Social thinkers look deeper into the problem. Most of them home in on the ever-feared mass hysteria gripping the roads and their users, especially those in the capital.   The cynical segments of society might even like to compare the headlong deterioration in traffic movement with brazen rusticity. After the turbulent days in last July-August with school and college students launching an agitation demanding safe roads and the authorities' assurance to streamline the traffic, the city people had been eagerly waiting for a change. Unfortunately, virtually few noticeable developments materialised. The notoriously law-flouting and incorrigible operators of buses, private cars, motorbikes etc had been found turning more unruly as days passed by. The dismal situation had remained in place like before even during and after the observance of a month-long traffic awareness campaign throughout September. It was, undoubtedly, an ambitious programme launched by Dhaka Metropolitan Police (DMP). In appraisals after the end of the advocacy programme, traffic experts, civil society members and the stakeholders identified systemic drawbacks and loopholes which had been behind the lackadaisical outcome of the campaign. The most appalling fact which emerged from the visibly tight campaign was noncooperation on the part of both the people at the wheel and the pedestrians. In spite of putting mobile courts into operation, engaging boys and girls scouts and Red Crescent volunteers, besides police on veritable 'battle gear', the chaos continued to rule the roost on roads.

It's true, bus movements and the commuters' travels on them saw improvements to some extent. But the pedestrians, a dominant component of Dhaka roads, had continued to remain unwieldy. They arrogantly stuck to their practice of reckless and hazardous jaywalking in the face of ardent requests and persuasions, fines and reprimands. Now that the DMP's awareness campaign is over, the menace of jaywalking has returned with a renewed menacing strength.

The hazardous race between buses to speed past each other bears no signs of remission. The practice continues to plague the capital's traffic scenario like in the past. The competition goes on like before, jeopardising the safety of the passengers. To the travellers' woes, the bus owners have apparently reneged on their promise to annul the system of contracting their vehicles to the operators. With the system in force, the operators continue to reach stoppages ahead of others in a deadly competition to collect as much passengers as they can. Making a quick buck remains the chief stimulus behind the practice. There are few signs that the contracting of buses will go away any time in the near future. It deserves to occupy a major focus in the government's new measures aimed at bringing discipline to the city roads. With this system gone, Dhaka's traffic movement maladies are expected to be coped with significantly. Lately, the reckless motorcyclists have emerged as another traffic-related scourge in the capital. The number of the two-wheelers continues to rise, so does their collective strength to assert dominance on the roads.
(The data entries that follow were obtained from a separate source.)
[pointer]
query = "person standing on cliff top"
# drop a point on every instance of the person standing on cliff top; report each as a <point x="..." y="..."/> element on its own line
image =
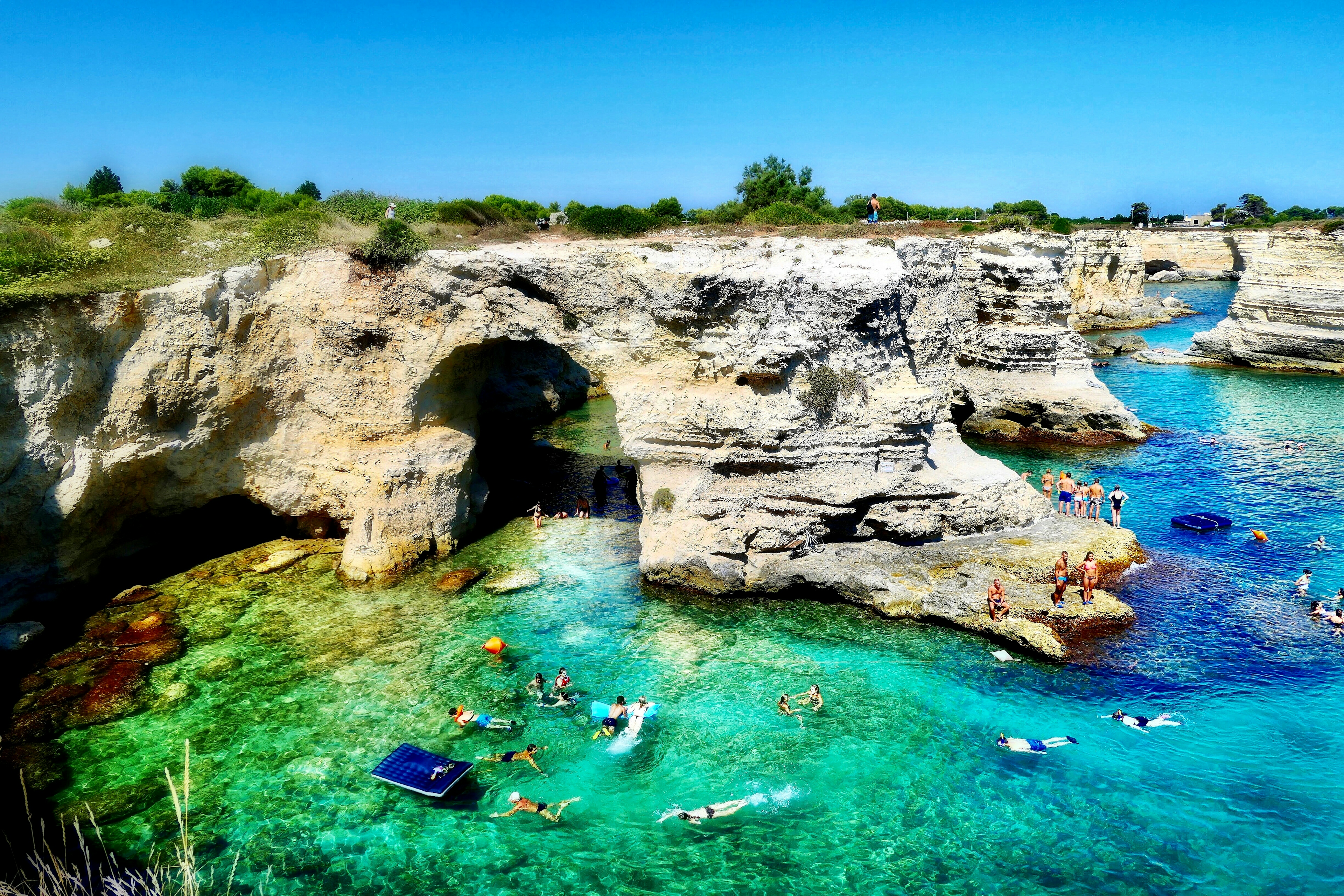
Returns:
<point x="1061" y="580"/>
The unabated increase in private cars can be singled out as another contributor to the deterioration in Dhaka's traffic management. The issue warrants prompt and pragmatic handling by the road transport authorities. The Road, Transport and Bridges Minister recently admitted to government failures to bring full discipline to the roads. The act of owning up to the incapability is a welcome gesture. But the admission is not going to take the nation anywhere near a remedy. All-out efforts to streamline the roads, coupled with taking into account the ground realities, ought to go on without pause. Or else, the traffic lawlessness will continue to decline in a diabolic speed.